XPeng GX Laris 24 Ribu Unit Sehari Di China, Punya Kans Masuk Indonesia 2027?

XPeng GX langsung mencuri perhatian di China karena angka penjualannya disebut tembus 24 ribu unit dalam sehari. Capaian itu membuat SUV premium ini ikut dibicarakan sebagai calon kuat untuk masuk ke pasar Indonesia.

Minat terhadap GX juga muncul karena desainnya terlihat modern dan berbeda dari banyak SUV lain. Mobil ini membawa atap floating, gagang pintu tersembunyi, pelek multi-spoke, serta lampu depan-belakang tipis yang memberi kesan simpel dan futuristis.

Desain besar, kabin mewah

Bodi GX yang besar memberi ruang kabin yang lega. Di dalam, nuansa mewah terasa lewat kombinasi warna beige dan hitam, layar headunit berukuran besar, serta setir dua palang.

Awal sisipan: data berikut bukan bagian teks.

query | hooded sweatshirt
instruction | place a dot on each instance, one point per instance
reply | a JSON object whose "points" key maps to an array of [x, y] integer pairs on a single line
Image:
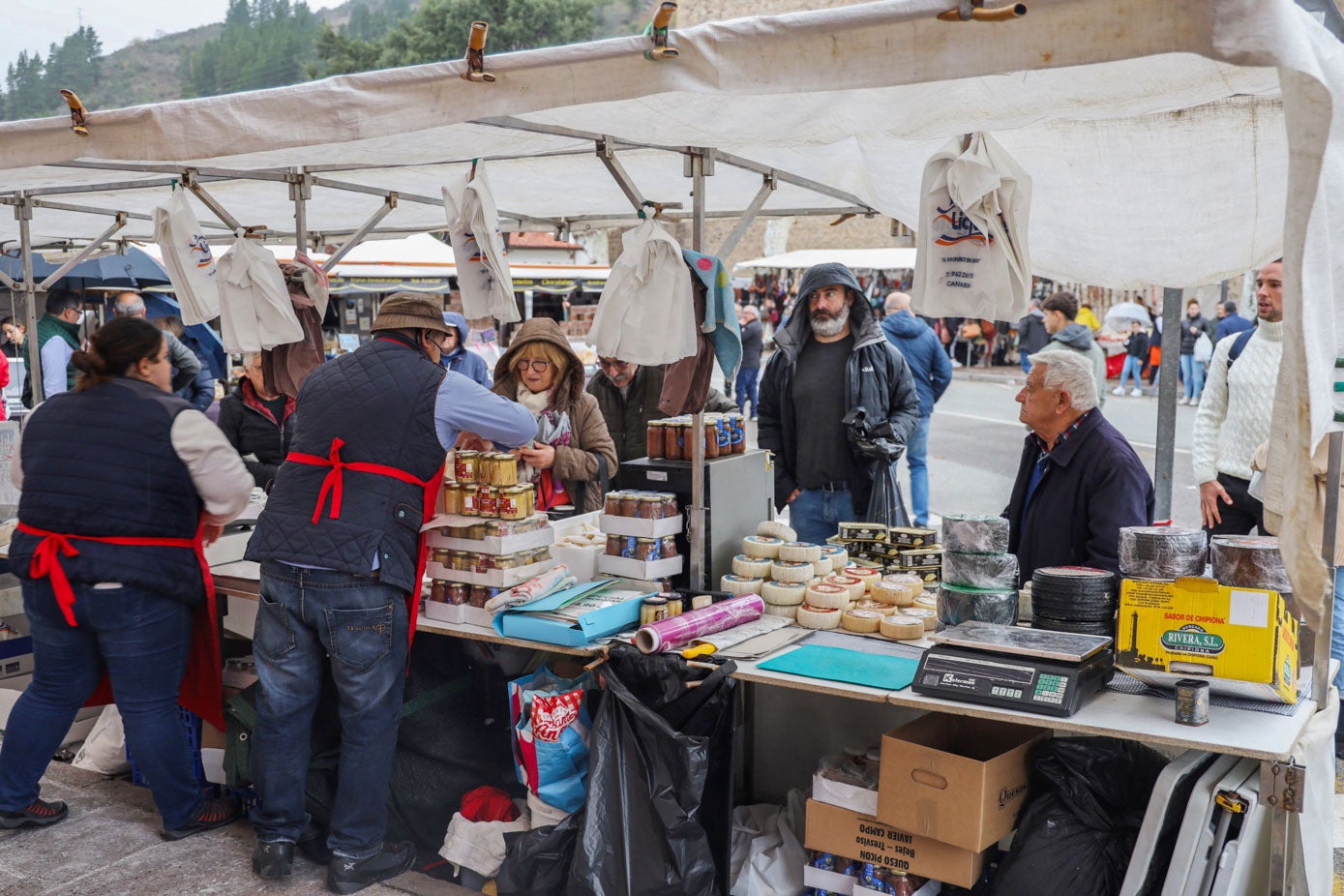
{"points": [[1077, 338], [922, 351], [460, 359], [577, 463], [877, 377]]}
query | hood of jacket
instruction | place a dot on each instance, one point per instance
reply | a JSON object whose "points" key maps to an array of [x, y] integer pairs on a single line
{"points": [[863, 325], [460, 324], [543, 329], [1077, 336]]}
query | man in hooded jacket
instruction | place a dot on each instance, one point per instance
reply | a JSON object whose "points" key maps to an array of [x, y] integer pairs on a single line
{"points": [[457, 359], [832, 359], [1067, 335]]}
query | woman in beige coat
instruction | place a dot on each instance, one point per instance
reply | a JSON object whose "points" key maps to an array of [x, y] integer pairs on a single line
{"points": [[573, 457]]}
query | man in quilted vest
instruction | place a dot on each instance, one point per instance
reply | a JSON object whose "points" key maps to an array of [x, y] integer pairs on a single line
{"points": [[342, 560]]}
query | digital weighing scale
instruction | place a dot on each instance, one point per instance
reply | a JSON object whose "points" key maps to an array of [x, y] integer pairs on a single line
{"points": [[1031, 670]]}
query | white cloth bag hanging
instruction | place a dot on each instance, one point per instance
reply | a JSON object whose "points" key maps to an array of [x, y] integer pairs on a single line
{"points": [[255, 312], [646, 311], [473, 227], [187, 258], [971, 234]]}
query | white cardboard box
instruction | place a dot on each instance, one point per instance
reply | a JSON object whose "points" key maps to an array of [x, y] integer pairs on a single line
{"points": [[644, 570], [642, 528]]}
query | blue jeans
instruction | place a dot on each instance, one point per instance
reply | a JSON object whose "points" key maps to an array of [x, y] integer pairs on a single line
{"points": [[304, 615], [745, 388], [916, 453], [1192, 375], [816, 514], [1133, 367], [141, 640]]}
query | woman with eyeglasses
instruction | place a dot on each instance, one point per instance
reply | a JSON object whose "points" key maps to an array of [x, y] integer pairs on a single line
{"points": [[123, 484], [573, 459]]}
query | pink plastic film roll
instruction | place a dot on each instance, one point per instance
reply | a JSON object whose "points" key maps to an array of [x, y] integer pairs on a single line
{"points": [[674, 632]]}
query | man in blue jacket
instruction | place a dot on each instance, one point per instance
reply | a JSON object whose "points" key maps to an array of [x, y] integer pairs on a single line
{"points": [[932, 369], [457, 357], [1078, 480], [831, 359]]}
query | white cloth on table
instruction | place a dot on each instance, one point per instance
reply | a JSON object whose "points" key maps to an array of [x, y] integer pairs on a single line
{"points": [[187, 258], [646, 311], [254, 308]]}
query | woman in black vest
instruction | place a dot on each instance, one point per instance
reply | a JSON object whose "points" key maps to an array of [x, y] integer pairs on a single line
{"points": [[120, 478]]}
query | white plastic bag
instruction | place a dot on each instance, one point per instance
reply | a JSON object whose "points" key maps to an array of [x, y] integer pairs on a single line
{"points": [[105, 747], [767, 853], [971, 232]]}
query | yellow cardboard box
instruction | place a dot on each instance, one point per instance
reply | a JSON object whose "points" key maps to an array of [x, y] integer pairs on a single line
{"points": [[1242, 641]]}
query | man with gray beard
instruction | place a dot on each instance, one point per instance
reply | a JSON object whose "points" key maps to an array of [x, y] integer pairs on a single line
{"points": [[832, 359]]}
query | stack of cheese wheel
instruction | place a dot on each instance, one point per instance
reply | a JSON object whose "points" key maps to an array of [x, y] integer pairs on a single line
{"points": [[902, 626], [891, 592]]}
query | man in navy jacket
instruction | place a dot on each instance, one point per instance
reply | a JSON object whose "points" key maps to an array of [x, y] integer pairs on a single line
{"points": [[1078, 481], [932, 370]]}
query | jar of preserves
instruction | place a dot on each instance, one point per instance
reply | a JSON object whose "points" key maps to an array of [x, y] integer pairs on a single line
{"points": [[672, 438], [469, 497], [655, 439], [487, 500], [465, 465], [650, 507]]}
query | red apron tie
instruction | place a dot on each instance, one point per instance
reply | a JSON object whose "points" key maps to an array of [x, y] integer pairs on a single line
{"points": [[334, 481]]}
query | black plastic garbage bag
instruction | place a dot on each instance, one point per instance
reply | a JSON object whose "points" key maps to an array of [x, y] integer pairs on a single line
{"points": [[1077, 833], [659, 815], [539, 861]]}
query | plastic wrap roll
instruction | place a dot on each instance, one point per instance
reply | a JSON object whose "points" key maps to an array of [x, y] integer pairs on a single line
{"points": [[957, 605], [674, 632], [971, 533], [1161, 551], [994, 571], [1078, 594], [1249, 562]]}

Tampilan interiornya juga dibuat sangat minim tombol fisik. Hampir semua fitur mobil dijalankan lewat headunit, sehingga kesan kabinnya semakin bersih dan modern.

Pilihan listrik murni dan EREV

XPeng GX tidak hanya ditawarkan sebagai mobil listrik murni atau BEV, tetapi juga dalam versi EREV. Untuk BEV penggerak AWD, mobil ini memakai dua motor listrik dengan tenaga 577 dk dan baterai 110 kWh.

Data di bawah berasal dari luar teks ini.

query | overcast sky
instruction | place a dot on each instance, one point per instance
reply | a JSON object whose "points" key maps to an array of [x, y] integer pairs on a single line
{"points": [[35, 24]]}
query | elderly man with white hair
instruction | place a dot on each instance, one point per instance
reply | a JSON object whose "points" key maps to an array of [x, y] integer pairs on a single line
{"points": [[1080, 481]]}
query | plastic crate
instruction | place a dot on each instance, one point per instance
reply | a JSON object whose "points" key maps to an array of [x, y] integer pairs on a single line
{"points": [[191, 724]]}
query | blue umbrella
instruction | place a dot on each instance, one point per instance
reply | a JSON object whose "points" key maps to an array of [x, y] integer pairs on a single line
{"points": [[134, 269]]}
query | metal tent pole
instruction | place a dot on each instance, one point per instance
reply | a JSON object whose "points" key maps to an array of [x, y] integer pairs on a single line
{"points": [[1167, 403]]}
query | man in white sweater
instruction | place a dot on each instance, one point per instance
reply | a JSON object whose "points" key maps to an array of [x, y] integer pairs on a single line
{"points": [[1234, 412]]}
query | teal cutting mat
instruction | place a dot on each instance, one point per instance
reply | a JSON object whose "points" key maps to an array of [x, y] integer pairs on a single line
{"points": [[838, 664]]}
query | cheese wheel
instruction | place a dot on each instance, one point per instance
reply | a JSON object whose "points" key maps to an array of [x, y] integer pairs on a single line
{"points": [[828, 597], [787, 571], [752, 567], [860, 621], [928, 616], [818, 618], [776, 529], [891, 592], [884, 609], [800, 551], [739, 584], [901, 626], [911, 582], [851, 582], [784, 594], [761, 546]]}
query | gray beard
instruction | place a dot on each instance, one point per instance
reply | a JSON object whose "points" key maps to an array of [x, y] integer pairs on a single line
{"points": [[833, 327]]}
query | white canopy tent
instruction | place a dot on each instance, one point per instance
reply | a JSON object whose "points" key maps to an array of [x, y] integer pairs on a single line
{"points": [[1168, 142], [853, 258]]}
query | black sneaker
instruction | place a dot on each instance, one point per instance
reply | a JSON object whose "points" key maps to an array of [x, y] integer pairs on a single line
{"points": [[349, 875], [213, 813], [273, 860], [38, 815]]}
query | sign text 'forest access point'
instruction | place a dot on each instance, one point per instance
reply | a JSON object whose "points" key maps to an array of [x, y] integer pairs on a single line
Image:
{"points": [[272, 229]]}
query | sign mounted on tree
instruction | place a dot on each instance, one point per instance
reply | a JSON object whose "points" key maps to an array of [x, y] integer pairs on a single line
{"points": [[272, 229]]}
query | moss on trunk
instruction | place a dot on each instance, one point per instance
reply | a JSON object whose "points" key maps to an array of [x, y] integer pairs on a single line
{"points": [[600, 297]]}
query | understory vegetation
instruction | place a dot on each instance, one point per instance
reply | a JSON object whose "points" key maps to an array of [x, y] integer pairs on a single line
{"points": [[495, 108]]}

Ada juga varian BEV RWD dengan satu motor listrik bertenaga 362 dk dan baterai 91,9 kWh. Jarak tempuhnya masing-masing diklaim 750 km dan 665 km, sehingga masih cukup untuk perjalanan luar kota dalam sekali isi daya.

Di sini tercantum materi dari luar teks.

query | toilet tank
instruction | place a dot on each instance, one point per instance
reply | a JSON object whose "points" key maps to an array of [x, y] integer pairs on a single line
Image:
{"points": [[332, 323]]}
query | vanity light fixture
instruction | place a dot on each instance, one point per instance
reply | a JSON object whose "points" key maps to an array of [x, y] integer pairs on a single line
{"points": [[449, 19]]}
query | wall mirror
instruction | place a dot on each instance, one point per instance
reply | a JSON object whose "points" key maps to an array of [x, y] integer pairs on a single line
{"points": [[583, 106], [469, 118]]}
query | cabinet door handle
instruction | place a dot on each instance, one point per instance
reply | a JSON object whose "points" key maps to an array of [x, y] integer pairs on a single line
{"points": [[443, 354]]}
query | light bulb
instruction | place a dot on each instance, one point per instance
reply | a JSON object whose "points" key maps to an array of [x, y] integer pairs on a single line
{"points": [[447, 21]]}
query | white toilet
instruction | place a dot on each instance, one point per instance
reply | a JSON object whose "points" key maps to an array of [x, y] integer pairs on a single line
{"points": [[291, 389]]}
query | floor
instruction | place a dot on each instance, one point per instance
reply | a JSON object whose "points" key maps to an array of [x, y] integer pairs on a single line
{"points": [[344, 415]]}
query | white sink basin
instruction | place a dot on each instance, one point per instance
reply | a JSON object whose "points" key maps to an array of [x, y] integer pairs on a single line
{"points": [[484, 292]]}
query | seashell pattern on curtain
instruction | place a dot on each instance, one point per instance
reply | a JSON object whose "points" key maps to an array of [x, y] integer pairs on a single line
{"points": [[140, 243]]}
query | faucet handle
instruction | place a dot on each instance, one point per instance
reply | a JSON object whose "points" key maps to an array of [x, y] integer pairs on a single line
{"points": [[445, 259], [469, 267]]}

Sementara itu, varian EREV mengandalkan mesin bensin 1.500 cc dan dua motor listrik. Total tenaganya mencapai 497 dk, dengan baterai 63,3 kWh dan jarak tempuh total 1.585 km.

Untuk mode listriknya, varian EREV diklaim bisa menempuh 430 km. Angka ini tetap menarik untuk SUV bongsor, meski jarak tempuh nyata tetap bergantung pada gaya berkendara pengguna.

Harga di China dan peluang ke Indonesia

Di pasar China, delapan varian XPeng GX dipasarkan mulai dari Rp 730 juta sampai Rp 930 jutaan. Harga itu terlihat kompetitif untuk kelas SUV mewah, meski nominal tersebut hanya berlaku untuk pasar domestik China.

Jika GX dibawa ke Indonesia dalam bentuk CBU, banderolnya berpotensi lebih mahal. Karena itu, harga jual di Tanah Air belum bisa disamakan dengan harga aslinya di kampung halamannya.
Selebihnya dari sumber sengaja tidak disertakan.